Hal serupa di atas, ternyata juga berlaku dalam musik. Setiap kali kita bicara tentang sejarah musik, semua orang akan merujuk pada sejarah musik tertentu, yang tak lain adalah sejarah musik Eropa. Mengapa? Mereka menjadi yang lebih dulu menuliskannya; mereka menjadi yang pertama membakukannya. Mereka memosisikan diri sebagai kiblat yang akan diikuti, hingga hari ini. Tak heran, jika dulu kita dijajah dengan kekuatan meriam dan senapan, kini kita dijajah dengan copyright. Salah satu dosa besar pembuat sejarah adalah ketika mengukur pihak lain berdasarkan kebenarannya sendiri. Saya tidak bisa mengatakan seorang tamu yang meminum air di gelas dengan sekali tenggak, sebagai hal yang tidak sopan hanya karena kita menganggap bahwa sopan adalah ketika meminumnya sedikit demi sedikit. Tamu kita itu juga memiliki kaidah yang berbeda. Justru bagi dirinya, sopan itu ditunjukkan dengan caranya seperti itu.
Kesalahan besar yang sama juga ketika kita menilai musik tradisional (musik etnik) berdasarkan kaidah musik barat. Musik tradisional juga mempunyai ukuran dan kaidah-kaidahnya sendiri. Meski tanpa tulisan dan seolah tanpa ukuran, seperti musik Barat. Dalam sebuah acara I’Exposition Universelle, ajang pameran negara-negara kolonial, yang digelar di Paris 1889, banyak orang Eropa yang tidak bisa mengerti, mengapa para pemain gamelan dapat memainkan musik mereka tanpa partitur. Musik yang dimainkan sedemikian panjang, dan masing-masing tahu kapan harus mengakhirinya. Mereka tentu juga akan terheran bahwa frekuensi 440 hz, bukanlah ukuran penting dalam menetapkan titik nada. Hal yang mengherankan lagi, ketidakharmonian itu justru bisa menjadi harmoni, di mana semua telinga bisa menerima, bahkan menikmatinya. Rasanya, justru inilah kekuatannya.
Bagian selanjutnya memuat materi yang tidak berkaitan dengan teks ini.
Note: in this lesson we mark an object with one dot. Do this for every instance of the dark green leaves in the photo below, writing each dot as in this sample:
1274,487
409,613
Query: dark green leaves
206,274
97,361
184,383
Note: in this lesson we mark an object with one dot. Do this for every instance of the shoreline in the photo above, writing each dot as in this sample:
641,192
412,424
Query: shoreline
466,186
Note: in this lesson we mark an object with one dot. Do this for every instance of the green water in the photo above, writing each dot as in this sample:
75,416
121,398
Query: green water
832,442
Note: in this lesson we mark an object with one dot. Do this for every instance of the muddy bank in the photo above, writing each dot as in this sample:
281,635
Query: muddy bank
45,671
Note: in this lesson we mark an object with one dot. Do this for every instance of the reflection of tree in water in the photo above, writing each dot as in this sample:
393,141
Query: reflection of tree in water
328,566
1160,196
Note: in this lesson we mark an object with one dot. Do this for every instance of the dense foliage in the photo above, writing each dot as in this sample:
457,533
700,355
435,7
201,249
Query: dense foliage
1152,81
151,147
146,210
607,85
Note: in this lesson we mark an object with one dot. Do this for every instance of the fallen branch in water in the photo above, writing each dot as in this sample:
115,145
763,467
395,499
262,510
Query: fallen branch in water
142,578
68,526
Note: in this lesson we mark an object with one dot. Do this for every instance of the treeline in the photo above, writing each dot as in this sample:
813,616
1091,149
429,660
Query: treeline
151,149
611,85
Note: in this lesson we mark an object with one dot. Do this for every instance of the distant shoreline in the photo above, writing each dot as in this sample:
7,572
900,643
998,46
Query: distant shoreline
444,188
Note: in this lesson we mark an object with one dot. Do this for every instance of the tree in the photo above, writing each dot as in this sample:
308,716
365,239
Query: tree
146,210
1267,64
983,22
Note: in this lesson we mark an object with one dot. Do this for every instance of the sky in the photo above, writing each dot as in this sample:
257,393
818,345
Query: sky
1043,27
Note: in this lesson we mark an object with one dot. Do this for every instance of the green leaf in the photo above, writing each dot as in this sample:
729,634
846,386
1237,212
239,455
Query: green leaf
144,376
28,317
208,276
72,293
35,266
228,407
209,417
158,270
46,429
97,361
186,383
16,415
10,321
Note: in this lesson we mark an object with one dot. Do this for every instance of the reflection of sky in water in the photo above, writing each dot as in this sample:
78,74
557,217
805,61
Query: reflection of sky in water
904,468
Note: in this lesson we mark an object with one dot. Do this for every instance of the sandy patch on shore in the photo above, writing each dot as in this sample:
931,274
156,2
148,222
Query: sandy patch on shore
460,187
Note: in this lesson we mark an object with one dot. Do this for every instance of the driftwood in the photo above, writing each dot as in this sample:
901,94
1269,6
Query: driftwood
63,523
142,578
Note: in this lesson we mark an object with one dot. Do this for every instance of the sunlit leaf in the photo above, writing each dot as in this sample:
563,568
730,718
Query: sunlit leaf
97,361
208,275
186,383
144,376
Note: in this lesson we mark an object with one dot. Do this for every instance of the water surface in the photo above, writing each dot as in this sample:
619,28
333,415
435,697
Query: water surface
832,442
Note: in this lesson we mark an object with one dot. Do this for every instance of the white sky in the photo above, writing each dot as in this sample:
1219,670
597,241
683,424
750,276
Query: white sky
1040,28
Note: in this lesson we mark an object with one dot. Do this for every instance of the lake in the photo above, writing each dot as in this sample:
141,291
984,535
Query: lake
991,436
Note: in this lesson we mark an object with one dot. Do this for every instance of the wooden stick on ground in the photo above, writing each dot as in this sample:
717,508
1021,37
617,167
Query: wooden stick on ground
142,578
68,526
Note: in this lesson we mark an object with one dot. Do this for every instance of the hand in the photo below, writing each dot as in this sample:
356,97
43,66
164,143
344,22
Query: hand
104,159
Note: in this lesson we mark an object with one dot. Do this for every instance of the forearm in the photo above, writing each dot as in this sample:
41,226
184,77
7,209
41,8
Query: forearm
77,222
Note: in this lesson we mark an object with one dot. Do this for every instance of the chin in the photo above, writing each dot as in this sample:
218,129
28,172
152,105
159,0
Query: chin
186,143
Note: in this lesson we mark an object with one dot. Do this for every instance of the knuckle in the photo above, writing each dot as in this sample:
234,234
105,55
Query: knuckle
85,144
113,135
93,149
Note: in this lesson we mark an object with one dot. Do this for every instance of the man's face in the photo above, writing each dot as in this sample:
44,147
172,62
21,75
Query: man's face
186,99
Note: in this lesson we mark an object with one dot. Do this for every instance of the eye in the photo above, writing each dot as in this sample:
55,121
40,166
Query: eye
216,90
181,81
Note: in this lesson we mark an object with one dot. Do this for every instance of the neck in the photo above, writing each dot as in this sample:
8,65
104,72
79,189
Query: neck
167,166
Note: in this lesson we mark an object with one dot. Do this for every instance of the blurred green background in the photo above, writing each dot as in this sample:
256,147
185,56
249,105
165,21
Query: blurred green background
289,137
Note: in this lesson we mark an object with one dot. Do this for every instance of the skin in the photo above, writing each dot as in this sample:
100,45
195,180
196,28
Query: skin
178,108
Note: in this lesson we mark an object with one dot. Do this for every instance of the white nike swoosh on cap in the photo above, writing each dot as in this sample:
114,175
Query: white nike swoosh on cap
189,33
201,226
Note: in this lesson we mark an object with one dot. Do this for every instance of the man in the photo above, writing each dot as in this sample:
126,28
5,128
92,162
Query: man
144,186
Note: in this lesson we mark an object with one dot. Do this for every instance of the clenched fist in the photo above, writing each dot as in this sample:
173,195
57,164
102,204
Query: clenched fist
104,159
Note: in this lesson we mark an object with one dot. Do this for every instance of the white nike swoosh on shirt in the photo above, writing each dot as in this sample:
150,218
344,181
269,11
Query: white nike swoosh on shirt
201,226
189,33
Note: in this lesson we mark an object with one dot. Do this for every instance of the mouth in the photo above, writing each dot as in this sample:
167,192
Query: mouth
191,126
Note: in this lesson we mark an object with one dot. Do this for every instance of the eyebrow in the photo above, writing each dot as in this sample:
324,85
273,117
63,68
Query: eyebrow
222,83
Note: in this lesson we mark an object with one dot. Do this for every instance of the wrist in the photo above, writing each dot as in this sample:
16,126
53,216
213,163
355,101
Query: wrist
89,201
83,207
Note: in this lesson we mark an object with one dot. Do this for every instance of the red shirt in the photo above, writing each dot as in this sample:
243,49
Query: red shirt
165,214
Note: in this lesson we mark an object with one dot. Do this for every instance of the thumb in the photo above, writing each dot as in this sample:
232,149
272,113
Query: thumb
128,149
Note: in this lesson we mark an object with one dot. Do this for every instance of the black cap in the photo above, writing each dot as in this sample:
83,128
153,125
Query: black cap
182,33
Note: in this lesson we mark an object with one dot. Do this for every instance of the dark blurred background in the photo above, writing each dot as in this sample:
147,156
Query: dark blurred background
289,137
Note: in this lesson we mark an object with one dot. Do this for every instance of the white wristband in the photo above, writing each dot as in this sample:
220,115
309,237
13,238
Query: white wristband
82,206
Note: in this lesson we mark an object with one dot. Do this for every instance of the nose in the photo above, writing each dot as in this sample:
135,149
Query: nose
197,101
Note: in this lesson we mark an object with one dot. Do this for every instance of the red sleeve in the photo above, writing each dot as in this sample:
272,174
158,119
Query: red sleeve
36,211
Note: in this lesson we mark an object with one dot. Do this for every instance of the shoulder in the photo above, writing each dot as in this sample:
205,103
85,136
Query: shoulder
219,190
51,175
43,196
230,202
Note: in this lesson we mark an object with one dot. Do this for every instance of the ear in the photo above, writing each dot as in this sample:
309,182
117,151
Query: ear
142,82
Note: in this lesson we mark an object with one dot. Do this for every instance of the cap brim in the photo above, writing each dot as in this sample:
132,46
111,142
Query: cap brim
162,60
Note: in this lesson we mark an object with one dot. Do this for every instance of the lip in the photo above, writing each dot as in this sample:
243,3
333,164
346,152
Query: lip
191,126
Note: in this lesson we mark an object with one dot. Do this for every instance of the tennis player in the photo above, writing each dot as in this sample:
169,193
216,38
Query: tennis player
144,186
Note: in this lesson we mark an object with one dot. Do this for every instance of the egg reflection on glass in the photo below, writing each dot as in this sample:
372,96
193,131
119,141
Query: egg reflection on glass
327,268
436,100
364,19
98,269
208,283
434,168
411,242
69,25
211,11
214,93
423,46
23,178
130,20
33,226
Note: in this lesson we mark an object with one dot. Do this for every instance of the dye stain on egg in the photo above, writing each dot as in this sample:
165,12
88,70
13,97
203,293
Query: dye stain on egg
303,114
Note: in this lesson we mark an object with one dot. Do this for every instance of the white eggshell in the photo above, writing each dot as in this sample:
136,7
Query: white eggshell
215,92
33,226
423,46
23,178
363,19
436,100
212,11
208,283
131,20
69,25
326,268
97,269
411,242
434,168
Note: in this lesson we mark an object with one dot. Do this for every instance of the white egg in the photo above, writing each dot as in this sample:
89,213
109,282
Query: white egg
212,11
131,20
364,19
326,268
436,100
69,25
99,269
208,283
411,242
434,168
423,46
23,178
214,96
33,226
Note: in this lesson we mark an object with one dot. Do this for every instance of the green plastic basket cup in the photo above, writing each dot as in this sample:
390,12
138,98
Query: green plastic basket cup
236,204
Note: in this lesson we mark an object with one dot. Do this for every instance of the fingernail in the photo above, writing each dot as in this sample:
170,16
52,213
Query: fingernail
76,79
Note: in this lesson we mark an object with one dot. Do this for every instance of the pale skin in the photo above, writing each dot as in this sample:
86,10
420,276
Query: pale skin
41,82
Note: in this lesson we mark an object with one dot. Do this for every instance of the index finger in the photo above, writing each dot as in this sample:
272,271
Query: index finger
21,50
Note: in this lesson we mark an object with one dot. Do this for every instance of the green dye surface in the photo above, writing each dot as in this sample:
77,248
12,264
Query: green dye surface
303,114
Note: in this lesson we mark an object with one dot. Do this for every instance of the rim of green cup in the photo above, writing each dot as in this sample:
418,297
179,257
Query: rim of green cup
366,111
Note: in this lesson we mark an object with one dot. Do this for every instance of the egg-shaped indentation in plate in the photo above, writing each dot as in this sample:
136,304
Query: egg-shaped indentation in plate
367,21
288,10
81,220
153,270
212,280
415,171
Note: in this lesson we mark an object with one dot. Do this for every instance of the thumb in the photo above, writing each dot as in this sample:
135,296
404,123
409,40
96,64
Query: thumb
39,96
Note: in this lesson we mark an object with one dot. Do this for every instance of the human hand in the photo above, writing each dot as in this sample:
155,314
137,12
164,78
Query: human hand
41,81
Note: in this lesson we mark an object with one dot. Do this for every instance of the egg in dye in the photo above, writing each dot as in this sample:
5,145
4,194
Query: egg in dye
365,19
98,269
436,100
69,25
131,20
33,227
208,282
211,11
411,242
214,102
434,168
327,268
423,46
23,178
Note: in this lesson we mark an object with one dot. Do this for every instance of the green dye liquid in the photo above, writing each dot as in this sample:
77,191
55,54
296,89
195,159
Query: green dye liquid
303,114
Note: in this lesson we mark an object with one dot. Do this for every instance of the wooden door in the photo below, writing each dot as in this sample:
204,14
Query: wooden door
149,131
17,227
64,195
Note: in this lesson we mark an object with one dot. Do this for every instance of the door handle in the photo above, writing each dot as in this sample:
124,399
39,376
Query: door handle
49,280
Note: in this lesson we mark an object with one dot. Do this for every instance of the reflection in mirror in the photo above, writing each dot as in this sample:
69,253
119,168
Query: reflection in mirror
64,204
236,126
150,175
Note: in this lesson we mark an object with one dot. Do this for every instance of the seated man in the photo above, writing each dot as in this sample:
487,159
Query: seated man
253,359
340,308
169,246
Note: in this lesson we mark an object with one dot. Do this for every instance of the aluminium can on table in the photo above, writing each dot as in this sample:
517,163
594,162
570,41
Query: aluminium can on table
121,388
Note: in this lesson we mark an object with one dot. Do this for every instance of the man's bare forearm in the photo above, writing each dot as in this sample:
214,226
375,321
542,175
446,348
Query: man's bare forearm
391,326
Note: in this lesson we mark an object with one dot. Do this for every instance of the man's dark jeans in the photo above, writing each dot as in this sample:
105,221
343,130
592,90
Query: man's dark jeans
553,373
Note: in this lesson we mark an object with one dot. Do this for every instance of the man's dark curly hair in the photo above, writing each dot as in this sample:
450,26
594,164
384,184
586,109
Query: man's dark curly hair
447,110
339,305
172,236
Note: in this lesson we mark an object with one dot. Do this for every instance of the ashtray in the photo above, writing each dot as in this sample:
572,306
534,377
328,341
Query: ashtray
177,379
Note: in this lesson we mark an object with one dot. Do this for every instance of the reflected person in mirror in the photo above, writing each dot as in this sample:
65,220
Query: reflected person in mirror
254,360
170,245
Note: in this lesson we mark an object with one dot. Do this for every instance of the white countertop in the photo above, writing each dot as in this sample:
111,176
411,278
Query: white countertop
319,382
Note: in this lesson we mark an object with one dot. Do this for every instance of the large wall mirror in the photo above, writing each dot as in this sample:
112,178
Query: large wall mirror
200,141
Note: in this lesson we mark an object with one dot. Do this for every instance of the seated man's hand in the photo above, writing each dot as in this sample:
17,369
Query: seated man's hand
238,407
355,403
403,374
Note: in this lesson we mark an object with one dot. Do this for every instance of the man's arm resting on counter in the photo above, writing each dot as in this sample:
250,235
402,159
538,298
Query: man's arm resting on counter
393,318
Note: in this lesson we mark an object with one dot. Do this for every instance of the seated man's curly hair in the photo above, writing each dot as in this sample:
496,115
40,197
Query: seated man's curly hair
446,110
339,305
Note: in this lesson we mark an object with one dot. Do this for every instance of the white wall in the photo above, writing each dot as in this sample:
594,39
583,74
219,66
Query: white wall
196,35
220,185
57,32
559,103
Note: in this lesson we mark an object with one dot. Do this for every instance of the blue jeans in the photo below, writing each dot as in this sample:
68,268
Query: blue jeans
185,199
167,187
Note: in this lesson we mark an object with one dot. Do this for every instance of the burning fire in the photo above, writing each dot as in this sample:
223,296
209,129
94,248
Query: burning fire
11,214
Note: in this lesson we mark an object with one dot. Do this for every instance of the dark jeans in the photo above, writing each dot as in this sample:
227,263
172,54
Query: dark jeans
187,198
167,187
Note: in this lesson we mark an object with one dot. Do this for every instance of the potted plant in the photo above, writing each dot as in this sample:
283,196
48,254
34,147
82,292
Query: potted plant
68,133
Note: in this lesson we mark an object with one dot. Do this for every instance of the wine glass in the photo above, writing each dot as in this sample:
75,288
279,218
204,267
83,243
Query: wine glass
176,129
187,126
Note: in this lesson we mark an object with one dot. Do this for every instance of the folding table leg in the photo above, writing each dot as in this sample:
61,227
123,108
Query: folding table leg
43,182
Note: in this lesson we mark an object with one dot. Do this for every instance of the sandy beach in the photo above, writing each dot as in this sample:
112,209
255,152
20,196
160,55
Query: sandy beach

Sebuah musik yang juga mampu memberikan sebuah pesan moral yang kuat, bahwa keindahan hidup bersama, kadang tidak harus didekati dengan kemutlakan kaidah dan aturan yang baku, beku dan kaku. Kelenturan, kemampuan memaklumi perbedaan, berpikir alternatif, juga tetap perlu diberikan ruang dalam kita membangun sebuah harmoni.